A quoi ressemblent les bénéfices réels de la continuité en rivières ordinaires? (Tummers et al 2016)

Une publication de chercheurs anglais nous montre ce que peut être une opération de continuité "réussie" quand elle est vue par l'oeil de spécialistes des poissons: une simple variation dans la localisation de quatre espèces communes, déjà présentes dans la rivière concernée, avec certaines qui profitent et d'autres non selon les stations. Que ce genre de résultats passionne l'ichtyologue dans le cadre de son travail d'analyse et d'expérimentation, on peut le comprendre. Que l'on entreprenne de dépenser l'argent public à détruire des paysages et des patrimoines sur un grand nombre de rivières pour ce genre de gains, on ne peut pas l'accepter. Il faut décidément que chaque projet de continuité fasse un bilan préalable des populations de la rivière, pour exposer aux citoyens les bénéfices réellement attendus avant de signer un blanc-seing à des chantiers coûteux et nuisibles pour les riverains.

Jeroen S. Tummers et ses collègues (Université Durham, Wear Rivers Trust) publient un article sur la restauration de continuité sur la rivière Deerness, au Nord-Est de l'Angleterre.

Leur travail a consisté principalement à examiner finement des comportements de poissons (dispersion, montaison) à l'aide de techniques de marquage et capture, télémétrie, pêche électrique.

Nous n'entrerons pas dans le détail de leur recherche, intéressant surtout le spécialiste. Ce qui motive ici notre curiosité, c'est la nature exacte des gains : montrer l'exemple d'une opération de restauration de continuité que des chercheurs peuvent estimer "réussie" sur une rivière ordinaire, sans grand migrateur ni grand barrage, le genre de rivières qui a été assez abondamment classé à aménagement obligatoire en France.

Le tableau ci-dessous (cliquer pour agrandir) montre les résultats sur 8 obstacles à l'écoulement (seuils, piles de pont, buses) qui ont été aménagés ou contournés.
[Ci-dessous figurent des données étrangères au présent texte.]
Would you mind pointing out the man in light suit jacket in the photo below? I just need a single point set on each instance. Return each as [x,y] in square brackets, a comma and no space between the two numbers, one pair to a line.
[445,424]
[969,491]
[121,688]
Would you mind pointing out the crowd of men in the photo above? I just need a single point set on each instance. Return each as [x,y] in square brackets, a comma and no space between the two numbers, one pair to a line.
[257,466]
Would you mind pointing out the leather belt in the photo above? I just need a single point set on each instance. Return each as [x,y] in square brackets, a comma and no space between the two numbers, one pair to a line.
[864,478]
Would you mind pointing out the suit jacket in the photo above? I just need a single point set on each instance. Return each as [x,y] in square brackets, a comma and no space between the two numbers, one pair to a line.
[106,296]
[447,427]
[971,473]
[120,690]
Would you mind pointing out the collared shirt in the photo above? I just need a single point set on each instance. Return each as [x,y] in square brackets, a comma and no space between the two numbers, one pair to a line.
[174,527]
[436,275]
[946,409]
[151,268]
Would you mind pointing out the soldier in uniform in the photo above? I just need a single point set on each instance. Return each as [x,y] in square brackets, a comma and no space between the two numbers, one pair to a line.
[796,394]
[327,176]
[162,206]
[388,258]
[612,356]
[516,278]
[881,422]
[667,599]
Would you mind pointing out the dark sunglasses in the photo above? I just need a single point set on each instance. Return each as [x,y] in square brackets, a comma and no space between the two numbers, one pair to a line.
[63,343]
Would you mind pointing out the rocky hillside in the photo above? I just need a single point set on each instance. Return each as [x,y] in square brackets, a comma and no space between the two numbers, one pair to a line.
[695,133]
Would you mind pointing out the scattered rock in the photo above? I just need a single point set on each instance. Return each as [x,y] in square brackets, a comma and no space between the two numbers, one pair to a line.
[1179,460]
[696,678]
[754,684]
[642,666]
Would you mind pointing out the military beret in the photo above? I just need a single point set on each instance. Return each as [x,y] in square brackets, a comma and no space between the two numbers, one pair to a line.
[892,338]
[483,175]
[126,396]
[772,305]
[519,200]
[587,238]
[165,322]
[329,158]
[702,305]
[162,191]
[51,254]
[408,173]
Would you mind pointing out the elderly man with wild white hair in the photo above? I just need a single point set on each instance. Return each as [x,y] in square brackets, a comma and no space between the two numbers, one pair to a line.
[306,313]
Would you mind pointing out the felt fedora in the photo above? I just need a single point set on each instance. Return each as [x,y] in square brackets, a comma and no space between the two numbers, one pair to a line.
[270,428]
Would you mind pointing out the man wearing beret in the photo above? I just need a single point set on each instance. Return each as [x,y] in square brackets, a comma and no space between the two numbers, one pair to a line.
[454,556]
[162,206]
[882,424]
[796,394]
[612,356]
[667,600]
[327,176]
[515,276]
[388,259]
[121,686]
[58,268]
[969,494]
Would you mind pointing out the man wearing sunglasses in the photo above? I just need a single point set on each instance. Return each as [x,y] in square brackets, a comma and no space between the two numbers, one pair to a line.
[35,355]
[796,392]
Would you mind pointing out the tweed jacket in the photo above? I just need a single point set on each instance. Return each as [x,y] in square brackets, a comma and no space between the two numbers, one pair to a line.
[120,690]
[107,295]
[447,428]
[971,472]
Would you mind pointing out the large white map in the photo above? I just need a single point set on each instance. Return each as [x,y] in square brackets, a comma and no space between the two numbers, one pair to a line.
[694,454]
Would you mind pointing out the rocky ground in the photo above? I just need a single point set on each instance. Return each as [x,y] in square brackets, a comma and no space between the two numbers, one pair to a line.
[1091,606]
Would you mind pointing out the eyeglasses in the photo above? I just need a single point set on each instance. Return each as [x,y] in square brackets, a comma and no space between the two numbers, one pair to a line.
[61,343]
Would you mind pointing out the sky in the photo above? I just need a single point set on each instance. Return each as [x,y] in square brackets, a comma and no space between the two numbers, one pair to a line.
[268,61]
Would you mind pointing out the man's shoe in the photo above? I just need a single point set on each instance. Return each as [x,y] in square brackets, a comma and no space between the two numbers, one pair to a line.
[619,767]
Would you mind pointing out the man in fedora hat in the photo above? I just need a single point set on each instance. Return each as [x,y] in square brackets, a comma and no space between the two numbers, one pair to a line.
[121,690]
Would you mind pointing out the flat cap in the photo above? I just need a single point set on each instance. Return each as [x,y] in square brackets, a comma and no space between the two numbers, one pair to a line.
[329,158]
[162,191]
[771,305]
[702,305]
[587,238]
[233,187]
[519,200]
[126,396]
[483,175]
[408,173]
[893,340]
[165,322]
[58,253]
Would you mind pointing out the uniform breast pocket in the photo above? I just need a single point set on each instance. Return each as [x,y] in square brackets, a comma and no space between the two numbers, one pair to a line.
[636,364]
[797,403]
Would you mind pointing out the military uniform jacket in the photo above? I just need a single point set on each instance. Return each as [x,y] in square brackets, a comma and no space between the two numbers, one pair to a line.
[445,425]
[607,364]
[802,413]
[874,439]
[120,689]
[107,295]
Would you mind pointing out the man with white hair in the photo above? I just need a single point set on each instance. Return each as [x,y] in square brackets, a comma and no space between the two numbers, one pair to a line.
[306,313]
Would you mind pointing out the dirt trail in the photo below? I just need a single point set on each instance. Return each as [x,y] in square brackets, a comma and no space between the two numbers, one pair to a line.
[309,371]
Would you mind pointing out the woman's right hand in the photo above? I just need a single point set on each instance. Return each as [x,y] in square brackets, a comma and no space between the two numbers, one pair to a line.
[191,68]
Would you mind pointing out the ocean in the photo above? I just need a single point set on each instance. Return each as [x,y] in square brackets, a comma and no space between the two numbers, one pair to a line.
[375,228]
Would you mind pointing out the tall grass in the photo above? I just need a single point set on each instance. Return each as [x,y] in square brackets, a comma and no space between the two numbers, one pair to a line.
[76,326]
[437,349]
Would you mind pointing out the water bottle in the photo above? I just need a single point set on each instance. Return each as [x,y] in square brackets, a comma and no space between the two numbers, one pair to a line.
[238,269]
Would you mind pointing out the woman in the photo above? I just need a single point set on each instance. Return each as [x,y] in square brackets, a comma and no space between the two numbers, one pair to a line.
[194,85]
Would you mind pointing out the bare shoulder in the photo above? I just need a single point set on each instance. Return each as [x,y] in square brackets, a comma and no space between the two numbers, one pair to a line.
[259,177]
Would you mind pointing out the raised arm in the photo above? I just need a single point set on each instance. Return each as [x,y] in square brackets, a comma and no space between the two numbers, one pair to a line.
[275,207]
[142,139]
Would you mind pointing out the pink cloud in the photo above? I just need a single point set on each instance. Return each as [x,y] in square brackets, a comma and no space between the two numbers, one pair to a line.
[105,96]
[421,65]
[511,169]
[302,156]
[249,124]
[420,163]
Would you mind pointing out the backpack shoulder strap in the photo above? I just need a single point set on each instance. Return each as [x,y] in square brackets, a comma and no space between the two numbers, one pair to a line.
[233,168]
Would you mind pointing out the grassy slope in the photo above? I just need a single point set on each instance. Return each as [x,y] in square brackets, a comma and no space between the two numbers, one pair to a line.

Extrait de Tummers et al 2016, art. cit., droit de courte citation.

Pour comprendre ce tableau
  • la colonne S1…S8 désigne les obstacles à l'écoulement, amont (us) et aval (ds),
  • les colonnes chiffrées désignent les densités de poissons par 100 m2 pour la truite (bt), le chabot (bh), le vairon (m) et la loche franche (sl),
  • les chiffres grisés sont ceux avant restauration,
  • les chiffres surlignés jaune (par nous) sont ceux où la tendance est soit nulle soit mauvaise (baisse) après restauration,
  • les colonnes NTAXA désignent le nombre d'invertébrés, les colonnes MINTA la valeur de qualité écologique de ces invertébrés (M = moyenne, G = bonne, H = excellente).
Qu'observe-t-on ?
  • Sur plusieurs stations de la rivière, il y a des déclins et non des gains;
  • en dehors du point le plus élevé (S8) pour la seule truite, les poissons étaient déjà présents partout avant la restauration;
  • les gains de densité existent, mais ils sont modestes (on reste dans le même ordre de grandeur, variation faible);
  • certaines espèces (loche franche) ne profitent pas de la restauration (beaucoup de baisses);
  • dans deux cas, l'indice de qualité de l'eau mesuré par invertébré est moins bon après qu'avant.
Ces résultats à deux ans sont un contrôle intermédiaire et ne préjuge pas de l'évolution de la population, ni de l'arrivée à terme d'autres espèces (désirables ou indésirables) que favorise la continuité.

Discussion
Les trois chercheurs se félicitent des résultats obtenus, estiment que cela montre l'intérêt de la restauration et, quand elle est possible, de la suppression des obstacles pour permettre même à des espèces peu mobiles comme le chabot de circuler.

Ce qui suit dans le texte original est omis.